Yep. So they cause the problem in order to be the ones who conveniently have the solution. One that has the added benefit of keeping them more and more central and overreaching over your lives.
In addition to the point made by xienze that if its government policy causing increased need for housing it makes sense for them to also help with that issue, I'd add a more general point:
Many people (including me) believe it should be government's responsibility to make sure its citizens can have a reasonable standard of living, including housing, water, food, etc.
Whether that's by directly providing it (building and managing social housing, state-run energy provider, etc.) or by managing policies that enable private companies to offer stuff to a satisfactory level, both can work and it's debatable (and the debate varies depending on the specific areas).
But if private companies aren't doing as much as is needed then it should be the government's job to fix that, regardless of whether the fix is providing services directly to the people who need it or providing support to private companies so that they can do so.

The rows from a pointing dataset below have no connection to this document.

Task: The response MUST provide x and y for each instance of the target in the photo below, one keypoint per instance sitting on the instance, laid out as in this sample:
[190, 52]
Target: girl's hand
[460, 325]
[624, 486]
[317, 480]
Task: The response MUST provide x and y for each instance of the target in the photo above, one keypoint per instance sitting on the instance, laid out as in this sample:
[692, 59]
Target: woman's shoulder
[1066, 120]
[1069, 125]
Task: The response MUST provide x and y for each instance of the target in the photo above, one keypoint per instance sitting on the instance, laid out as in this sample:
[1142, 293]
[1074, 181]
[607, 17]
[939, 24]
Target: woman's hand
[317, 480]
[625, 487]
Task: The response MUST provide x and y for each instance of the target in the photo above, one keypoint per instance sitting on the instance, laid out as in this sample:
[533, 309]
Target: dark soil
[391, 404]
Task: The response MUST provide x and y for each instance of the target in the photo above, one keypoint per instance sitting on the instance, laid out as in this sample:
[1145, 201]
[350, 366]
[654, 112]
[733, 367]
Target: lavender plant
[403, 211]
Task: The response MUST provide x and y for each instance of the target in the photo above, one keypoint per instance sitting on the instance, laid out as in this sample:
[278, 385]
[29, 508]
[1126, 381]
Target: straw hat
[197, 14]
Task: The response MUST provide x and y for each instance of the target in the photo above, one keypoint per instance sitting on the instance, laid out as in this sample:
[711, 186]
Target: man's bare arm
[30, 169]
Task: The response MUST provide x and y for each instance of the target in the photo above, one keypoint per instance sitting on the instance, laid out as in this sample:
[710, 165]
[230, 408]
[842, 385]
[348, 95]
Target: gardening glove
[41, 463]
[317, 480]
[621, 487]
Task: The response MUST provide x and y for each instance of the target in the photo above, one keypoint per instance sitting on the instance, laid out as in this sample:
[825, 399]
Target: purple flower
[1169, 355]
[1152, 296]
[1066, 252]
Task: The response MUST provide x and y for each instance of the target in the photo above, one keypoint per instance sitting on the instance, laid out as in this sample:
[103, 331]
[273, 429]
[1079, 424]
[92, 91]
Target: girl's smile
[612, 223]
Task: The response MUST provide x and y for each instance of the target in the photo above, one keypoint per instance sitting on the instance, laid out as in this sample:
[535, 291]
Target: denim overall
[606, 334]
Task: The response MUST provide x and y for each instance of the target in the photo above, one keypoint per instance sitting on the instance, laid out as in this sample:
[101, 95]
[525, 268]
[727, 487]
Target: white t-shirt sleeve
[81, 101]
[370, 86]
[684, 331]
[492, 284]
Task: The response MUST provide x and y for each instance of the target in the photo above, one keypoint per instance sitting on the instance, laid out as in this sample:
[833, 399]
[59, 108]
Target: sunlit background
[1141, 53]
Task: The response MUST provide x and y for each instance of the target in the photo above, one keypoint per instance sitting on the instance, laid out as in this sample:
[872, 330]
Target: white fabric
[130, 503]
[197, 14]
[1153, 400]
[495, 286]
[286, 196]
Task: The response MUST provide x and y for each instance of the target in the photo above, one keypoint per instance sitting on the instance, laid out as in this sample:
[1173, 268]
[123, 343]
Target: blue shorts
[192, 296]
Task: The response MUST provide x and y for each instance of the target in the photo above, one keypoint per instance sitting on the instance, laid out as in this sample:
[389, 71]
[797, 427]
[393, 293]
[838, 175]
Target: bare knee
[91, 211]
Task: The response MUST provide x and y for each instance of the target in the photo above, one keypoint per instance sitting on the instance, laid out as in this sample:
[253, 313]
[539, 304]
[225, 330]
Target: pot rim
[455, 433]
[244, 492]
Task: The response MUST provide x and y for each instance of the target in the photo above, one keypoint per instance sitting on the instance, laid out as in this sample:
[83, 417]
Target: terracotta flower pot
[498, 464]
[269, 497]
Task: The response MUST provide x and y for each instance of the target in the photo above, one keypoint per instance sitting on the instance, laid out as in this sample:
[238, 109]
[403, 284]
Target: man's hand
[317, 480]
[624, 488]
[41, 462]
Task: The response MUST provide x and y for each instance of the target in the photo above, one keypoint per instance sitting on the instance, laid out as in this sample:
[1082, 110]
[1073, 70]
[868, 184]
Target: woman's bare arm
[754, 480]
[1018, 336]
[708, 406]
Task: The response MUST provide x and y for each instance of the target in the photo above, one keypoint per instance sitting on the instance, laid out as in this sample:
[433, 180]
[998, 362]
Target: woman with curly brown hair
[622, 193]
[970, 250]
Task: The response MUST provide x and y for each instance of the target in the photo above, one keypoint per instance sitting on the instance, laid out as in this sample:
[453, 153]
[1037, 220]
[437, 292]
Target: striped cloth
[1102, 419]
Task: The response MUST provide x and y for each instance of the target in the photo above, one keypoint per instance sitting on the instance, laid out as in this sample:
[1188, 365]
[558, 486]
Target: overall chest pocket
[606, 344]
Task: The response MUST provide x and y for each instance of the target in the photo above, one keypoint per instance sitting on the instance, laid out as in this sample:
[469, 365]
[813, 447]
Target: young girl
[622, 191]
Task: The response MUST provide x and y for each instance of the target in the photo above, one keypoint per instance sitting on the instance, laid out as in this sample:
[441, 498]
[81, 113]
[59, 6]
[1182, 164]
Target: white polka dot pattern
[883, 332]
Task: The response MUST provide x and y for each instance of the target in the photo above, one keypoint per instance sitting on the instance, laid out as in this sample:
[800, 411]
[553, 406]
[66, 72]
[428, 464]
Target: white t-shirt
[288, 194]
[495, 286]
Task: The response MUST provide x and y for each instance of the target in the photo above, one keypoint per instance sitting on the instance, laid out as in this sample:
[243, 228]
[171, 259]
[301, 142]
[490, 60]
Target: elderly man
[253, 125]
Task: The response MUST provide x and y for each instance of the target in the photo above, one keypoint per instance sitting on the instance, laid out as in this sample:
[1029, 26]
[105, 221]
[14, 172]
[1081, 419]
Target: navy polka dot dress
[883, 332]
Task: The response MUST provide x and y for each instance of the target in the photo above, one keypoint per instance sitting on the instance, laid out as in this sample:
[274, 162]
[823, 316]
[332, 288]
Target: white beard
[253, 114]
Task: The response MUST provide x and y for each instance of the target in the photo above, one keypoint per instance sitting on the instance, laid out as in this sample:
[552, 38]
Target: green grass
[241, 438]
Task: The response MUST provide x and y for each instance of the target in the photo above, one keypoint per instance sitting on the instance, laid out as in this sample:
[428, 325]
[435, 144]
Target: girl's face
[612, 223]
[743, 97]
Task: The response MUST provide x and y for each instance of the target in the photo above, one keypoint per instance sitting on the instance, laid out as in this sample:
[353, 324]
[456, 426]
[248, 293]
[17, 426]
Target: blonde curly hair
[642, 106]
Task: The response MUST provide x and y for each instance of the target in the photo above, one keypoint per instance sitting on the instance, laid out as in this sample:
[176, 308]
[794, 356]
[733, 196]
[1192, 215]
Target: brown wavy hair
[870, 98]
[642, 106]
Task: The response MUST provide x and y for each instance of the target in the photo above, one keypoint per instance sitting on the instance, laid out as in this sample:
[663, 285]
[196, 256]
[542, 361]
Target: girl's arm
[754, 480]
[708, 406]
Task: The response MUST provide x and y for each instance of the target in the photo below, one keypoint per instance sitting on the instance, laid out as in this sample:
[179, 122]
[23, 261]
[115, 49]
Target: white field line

If "getting the hell out of the way" means removing red tape that was previously a case of the government causing there to be less housing then, then yes that's one way they can help.
If they're already at an ideal low of red tape (keeping in mind we probably don't want to get rid of laws that require things like making sure buildings are safe both for the occupants and for the builders), and aren't restricting the market in any foolish ways, but the market still isn't providing enough housing, then I disagree that the government shouldn't actively try to improve the situation.
Citing an example of a government apparently doing a bad job doesn't mean that every job a government does has to be bad. Otherwise seeing a private building company doing a bad job leads to also thinking private businesses shouldn't be allowed either.
At the end of the day both companies and governments are run by humans, who are capable of doing great things and terrible things, and of doing them both well and badly.
The response should be to argue about what a good government initiative could consist of, not to say that if there's a problem they should just throw their hands up in the air and pray that it improves by itself.
> How come you construe more housing as being a government responsibility?
Well, official government policy is creating immense housing demand and adversely affecting citizens. If you want population growth via infinity immigration, you as the government need to do something about creating additional housing, simple as that.
On account of the cold, I guess. And of the tundra there, kind of difficult to build lots of stuff on it, such as roads or railways. The dark during winter-time, too.
All this to say that that makes it difficult to potentially set up big human settlements in there.
Yes, I know that people can’t live in the Yukon Territory, but, even so, there’s a lot and lot of space to build housing further South.